I’ve never been a bedding fan and always turned my sophisticated nose up at gaudy displays of pansies and begonias planted en-mass in usually hideous patterns. However, with the six trugs lining the front of the house I got my chance at bedding this summer by filling them with trailing fuchsias and lobelia. I defend myself by pointing out the fact that these are not traditional bedding plants at all, but plants more attuned to hanging baskets, it’s just that my baskets were somewhat larger and supported at ground level.
The display was wonderful and incredibly uplifting, especially when the rest of the garden is a work in progress. The only thing missing was an irrigation system that was more reliable than my memory of when it was that I last got the hose out. It turns out that even large trugs need regular watering over the of summer when they’re crammed this full of flowering plants.
Now that we’re well into Autumn – despite the very mild weather we’ve had – the summer display is over, the fuchsias have dropped all their leaves and the lobelia have long since flowered and turned brown. What to do now?
Well, in an effort to try to keep the flowering going all year-round I decided to put the trugs to use as winter bedding containers. I also took the opportunity to completely refresh the soil (turning out the clematis and replanting them again). The new soil was a mix of well-rotted manure, compost and some of the old soil. I’m hoping that the well-rotted manure will hang on to the water much better than the previous soil did. So off we trotted to a local garden centre to get some pansies.

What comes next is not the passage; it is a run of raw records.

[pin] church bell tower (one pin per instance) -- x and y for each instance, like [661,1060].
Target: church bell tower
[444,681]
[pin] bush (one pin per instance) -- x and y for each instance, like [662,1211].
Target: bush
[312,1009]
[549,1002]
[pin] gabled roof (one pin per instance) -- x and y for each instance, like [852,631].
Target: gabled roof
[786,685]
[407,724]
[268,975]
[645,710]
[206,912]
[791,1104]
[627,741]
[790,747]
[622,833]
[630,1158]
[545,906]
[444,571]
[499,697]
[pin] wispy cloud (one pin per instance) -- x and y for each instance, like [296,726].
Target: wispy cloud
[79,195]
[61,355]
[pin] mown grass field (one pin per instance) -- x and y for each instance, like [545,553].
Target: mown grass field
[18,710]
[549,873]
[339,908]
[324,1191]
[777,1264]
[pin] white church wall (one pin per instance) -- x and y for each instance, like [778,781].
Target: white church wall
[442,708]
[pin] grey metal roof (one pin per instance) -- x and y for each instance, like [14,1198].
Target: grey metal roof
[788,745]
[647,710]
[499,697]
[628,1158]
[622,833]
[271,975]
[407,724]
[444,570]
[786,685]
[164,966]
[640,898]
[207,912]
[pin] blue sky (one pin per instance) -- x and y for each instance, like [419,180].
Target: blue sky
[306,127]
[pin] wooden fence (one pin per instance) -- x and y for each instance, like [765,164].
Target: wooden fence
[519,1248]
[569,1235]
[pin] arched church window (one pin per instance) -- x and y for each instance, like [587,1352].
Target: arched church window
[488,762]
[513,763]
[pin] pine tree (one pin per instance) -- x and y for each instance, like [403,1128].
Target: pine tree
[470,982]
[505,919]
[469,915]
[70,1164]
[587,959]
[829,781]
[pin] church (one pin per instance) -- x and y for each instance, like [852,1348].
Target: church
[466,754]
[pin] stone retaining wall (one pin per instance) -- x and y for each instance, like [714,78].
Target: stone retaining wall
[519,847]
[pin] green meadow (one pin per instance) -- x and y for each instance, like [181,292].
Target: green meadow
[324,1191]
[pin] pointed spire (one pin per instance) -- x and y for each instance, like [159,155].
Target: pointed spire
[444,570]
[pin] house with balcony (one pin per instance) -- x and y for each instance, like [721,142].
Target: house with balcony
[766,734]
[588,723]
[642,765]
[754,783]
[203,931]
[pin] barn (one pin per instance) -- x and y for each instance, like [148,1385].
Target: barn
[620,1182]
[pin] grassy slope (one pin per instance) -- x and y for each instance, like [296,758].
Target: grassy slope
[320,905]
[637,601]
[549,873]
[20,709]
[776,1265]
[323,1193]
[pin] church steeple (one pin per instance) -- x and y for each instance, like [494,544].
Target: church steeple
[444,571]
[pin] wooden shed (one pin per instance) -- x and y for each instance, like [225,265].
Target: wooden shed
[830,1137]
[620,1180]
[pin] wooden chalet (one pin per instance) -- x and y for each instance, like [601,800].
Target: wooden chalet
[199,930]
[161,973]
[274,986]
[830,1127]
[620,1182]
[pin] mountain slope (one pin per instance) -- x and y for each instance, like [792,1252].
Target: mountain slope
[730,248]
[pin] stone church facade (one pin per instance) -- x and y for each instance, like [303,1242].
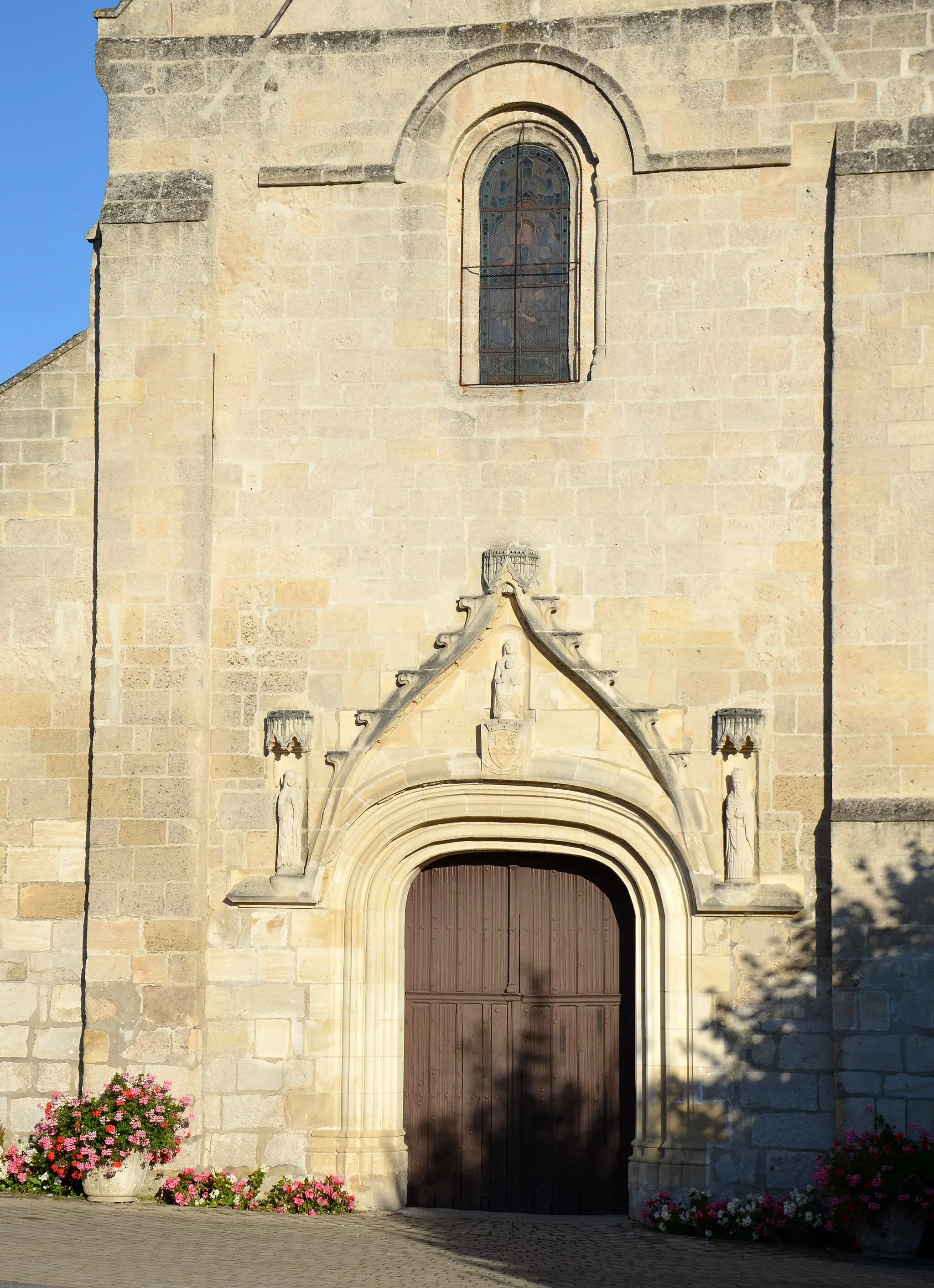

The clematis were also pruned hard in some kind of vague attempt to try and get them to grow better next season. Like all my attempts to help clematis, it probably won’t work. Anyway, after much huffing and puffing, soil mixing, transplanting and carting about of trugs, the winter display is now complete and will persist until well into next year – when the time comes to get the summer bedding back in – at which point I will have hopefully plumbed in a more reliable watering system.
These trugs were only supposed to be a temporary measure; an easy and instant flower display while the true borders were being restored and planted in the background. Once the borders were in bloom, the trugs would no longer be needed. However, after spending a season with them lining the front of the house, I felt it would look odd if they were taken away. The trugs have become a permanent feature of the front garden, all six lined in front of the house greeting us, visitors and passers by. It would be very handy if I could change the display at the push of a button. Schemes that have run through my head are:
- A regiment of six canariensis or other exotic palms
- A line of six trugs stuffed with billowing Agapanthus
- A row of six trugs stuffed with regal Strelitzia
- A rank of six large, beautifully intricate bonsai
I could have something different each day of the week or – like my desktop wallpaper – a change every thirty minutes. As it is, real life dictates a slower pace of change. At the moment it’s summer and winter bedding and it will probably stay at that. It’s not too-shabby a display for it though, especially given the season.
10 comments
Well done for the Summer display Sunil….. and good luck with the pansies – don’t forget slugs like Pansies (just saying!). Can yu get some early bulbs in those trugs too? Perhaps miniature daffs? That would ensure another show early next season?
Hi Mrs Mac, I decided not to put spring bulbs in the trugs, but there are miniature daffodils ear-marked for the bay window border (behind the middle trugs), which only today I just managed to clear in preparation for digging, improving and re-instating as a new border, ready for planting.
I love that you’ve fallen in love with your trugs. What seductive minx they are!
Hi Tammy, it’s the way that they were just an afterthought at first, but turned out to be the best thing that happened to the front garden. We’ve even had compliments this summer from neighbours opposite who can see them from their windows.
I also found that once you start putting annuals in containers of any kind, it’s hard to go back. No need to apologize for planting pansies, I love them and plant them by the battalion in early spring.
Hello Jason, I’ve seen pictures of your annuals planted in all manner of containers, including old wheelbarrows and they look stunning, I’d ben happy with just half the display!
Hi Sunil, bedding plants!! no need to defend yourself whether planted in containers or in the ground.
We have always found room for permanent planting and annuals, granted the annuals don’t play as big a part in our garden as they once did, still manage to enjoy them though..
Hello Alistair, thank you, though I still can’t hep feeling as though I’ve admitted something terrible. I seem to be hooked on those display trugs though as I can’t wait for next year’s display. I’m trying to overwinter the fuchsias I planted in the greenhouse.
It looks perfectly wonderful! I never tire of pansies, though some think them common. I love the fragrance and the happy faces!
Hello Jayne, thank you, I didn’t know they were fragrant! I’ll have to check it out the next chance I get but it’s rained so much here I’d get a wet nose trying to smell anything.